The overall course grading policy will be decided later. Following is a rough overview and is subjected to change as the course progresses.
Programming assignment 20%
Semester exams
70%
Quiz, Class Participation
10%


Honor code

You are permitted to talk to the course staff and to your fellow students about any of the problem sets. Any assistance, though, must be limited to discussion of the problem and sketching general approaches to a solution. Each student must write out his or her own solutions to the problem sets. Consulting another student's solution is prohibited, and submitted solutions may not be copied from any source. These and any other form of collaboration on assignments constitute cheating.

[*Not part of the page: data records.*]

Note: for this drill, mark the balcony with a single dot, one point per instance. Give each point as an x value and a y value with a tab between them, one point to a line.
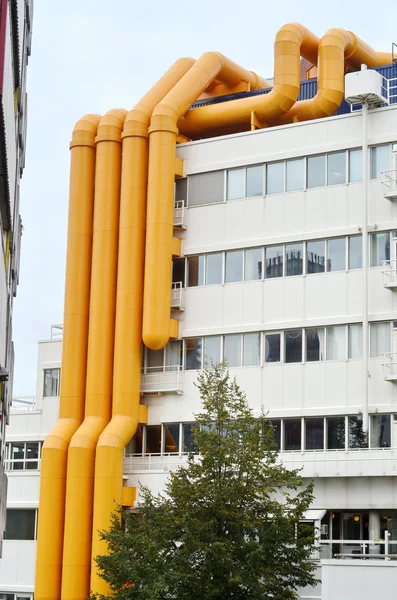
389	365
162	380
389	184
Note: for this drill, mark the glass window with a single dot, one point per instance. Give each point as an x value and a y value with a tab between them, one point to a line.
195	265
253	264
314	344
234	266
293	345
51	383
316	171
213	269
380	248
20	524
272	347
379	160
193	353
336	168
254	181
236	184
274	261
315	256
379	338
295	174
380	431
336	433
314	433
212	350
206	188
275	178
336	342
171	438
355	252
357	437
355	165
292	434
153	439
336	254
355	341
294	259
232	350
251	349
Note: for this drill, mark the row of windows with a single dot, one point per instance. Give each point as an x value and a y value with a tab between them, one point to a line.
297	174
23	456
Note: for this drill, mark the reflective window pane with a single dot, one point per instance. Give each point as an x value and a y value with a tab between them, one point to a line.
232	350
316	171
379	334
315	256
336	254
292	434
380	161
274	261
293	345
355	341
251	349
235	184
294	259
357	437
355	165
254	181
212	350
314	344
355	252
275	178
295	174
380	248
272	347
314	433
380	431
213	269
193	353
234	266
195	265
336	433
336	168
336	342
253	264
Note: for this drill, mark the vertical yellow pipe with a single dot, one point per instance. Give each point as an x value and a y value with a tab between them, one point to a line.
128	330
81	456
74	359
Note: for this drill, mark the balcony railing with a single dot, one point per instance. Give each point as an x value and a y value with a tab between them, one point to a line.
159	380
390	366
389	273
390	184
179	214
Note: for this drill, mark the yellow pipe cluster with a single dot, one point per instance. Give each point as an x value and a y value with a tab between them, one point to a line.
118	285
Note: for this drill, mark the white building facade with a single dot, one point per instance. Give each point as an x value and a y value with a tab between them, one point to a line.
272	280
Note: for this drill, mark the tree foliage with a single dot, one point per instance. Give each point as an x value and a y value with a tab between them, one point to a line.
226	527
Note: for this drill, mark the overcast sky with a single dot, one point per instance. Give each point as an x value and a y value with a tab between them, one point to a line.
93	55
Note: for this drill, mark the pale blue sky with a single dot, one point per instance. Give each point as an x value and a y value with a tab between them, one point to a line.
93	55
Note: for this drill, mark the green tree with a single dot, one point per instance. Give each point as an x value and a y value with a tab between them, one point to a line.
228	524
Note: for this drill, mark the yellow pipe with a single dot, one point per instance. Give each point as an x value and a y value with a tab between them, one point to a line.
128	330
74	359
292	41
81	455
338	48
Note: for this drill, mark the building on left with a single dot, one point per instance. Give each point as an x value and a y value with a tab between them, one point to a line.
15	46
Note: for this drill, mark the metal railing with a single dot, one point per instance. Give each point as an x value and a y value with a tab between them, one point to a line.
389	365
156	380
179	214
177	293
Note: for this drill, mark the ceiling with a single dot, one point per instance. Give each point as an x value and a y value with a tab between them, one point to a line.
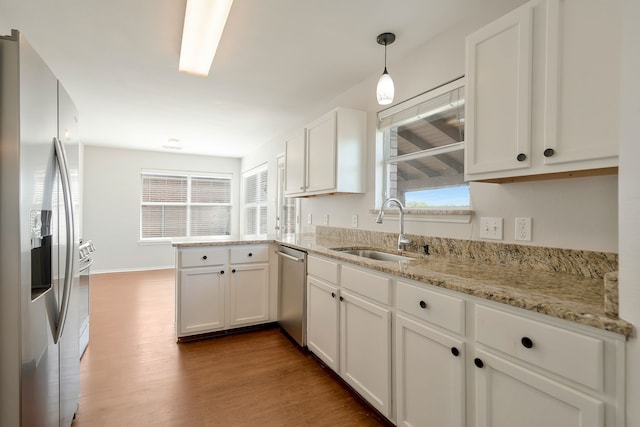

No collaboration is permitted on quizzes or assignments, unless specified otherwise. All work submitted for the project must properly cite ideas and work that are not those of the students in the group. Simply stated, feel free to discuss problems with each other, but do not cheat. It is not worth it, and you will get caught. In that case, we will be forced to award you no marks for that assignment/quiz/project, take away 50% of your total final marks and you will risk deregistration.

Wellness

If a personal emergency comes up that might impact your work in the class, please let the instructors know via a private chat message (to all the course instructors) so that the course staff can make appropriate arrangements.